Chinese girls freed from basement chains


Police in Wuhan, central China, have freed two teenage girls who had been kept chained in a basement for almost a year, Chinese media say.

The girls, aged 16 and 19, were rescued after a repairman found a note they had smuggled out in a broken television.

The suspected captor, 39-year-old Zeng Xiangbao, had been in custody for a week in an unrelated rape case.

It is unclear whether the girls, who were naked when found, had been sexually abused.

The pair were found shackled in an underground room of a two-storey house in the city in Hubei province, the Beijing News reported.

The 19-year-old, who was reported missing in July last year, lived only 200m away from the house where she had been confined.

The uncle of one victim said the pair, who had been surviving on pot noodles they had found in the room after their captor failed to return, would have starved to death had they not been found.

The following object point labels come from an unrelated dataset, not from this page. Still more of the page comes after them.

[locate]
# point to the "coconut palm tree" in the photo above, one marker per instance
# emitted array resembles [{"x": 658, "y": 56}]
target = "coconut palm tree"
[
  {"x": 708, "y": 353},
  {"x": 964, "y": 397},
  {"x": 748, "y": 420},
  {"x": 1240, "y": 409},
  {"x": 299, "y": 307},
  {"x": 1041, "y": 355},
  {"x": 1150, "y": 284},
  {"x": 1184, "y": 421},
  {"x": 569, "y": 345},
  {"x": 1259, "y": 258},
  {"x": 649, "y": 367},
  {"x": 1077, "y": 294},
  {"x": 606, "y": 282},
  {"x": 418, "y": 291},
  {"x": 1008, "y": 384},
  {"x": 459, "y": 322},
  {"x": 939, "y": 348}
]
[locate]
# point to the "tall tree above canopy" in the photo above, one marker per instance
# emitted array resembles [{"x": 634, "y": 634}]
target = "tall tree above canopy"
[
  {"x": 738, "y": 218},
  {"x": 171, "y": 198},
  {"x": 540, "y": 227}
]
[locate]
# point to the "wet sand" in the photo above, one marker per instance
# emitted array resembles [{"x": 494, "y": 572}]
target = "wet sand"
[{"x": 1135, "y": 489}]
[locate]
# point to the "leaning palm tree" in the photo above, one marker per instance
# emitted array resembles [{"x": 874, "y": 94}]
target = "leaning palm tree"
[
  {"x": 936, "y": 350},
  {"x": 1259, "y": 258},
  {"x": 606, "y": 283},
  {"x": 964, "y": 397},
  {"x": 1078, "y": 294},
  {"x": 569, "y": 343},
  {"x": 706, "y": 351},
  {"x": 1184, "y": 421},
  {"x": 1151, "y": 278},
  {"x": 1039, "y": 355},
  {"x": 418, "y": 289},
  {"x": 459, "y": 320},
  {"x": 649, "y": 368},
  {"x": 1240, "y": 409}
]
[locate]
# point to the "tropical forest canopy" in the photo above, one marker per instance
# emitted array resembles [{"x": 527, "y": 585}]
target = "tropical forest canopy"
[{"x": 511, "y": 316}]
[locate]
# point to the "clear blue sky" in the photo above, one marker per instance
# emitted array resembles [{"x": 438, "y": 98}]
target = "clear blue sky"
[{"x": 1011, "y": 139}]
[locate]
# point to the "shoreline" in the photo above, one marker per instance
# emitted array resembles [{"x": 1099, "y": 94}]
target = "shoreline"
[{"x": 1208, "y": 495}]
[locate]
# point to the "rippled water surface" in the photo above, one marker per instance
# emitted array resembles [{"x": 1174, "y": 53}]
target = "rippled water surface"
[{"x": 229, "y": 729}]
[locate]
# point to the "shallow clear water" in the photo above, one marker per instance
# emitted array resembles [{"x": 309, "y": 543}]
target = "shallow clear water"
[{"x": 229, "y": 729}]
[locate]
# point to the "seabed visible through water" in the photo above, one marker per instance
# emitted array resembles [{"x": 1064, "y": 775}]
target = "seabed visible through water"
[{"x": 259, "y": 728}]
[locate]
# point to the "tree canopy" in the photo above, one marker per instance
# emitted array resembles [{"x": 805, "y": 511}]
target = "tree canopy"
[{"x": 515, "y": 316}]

'Help' The discovery was made after a repairman, after removing the cover of a TV to fix it, found the girls' note.

"Help! I have been held in an underground place for more than a year," the note read, along with a sketch of where they were being kept and the phone number of the 19-year-old's father.

A friend of the repairman called the father's number and then alerted the police.

Officers searched the area and eventually discovered the underground room, which had been disguised by boards and layers of soil.

Mr Zeng, the suspected captor who lived in the house with his 70-year-old mother, had been arrested a week earlier on a rape charge.

Divorced last year, Mr Zeng worked at a nearby kiln and was a quiet man, according to the South China Morning Post.

The girls had put notes in pot noodle and bread packaging on previous occasions in an attempt to summon help, but they had not been found.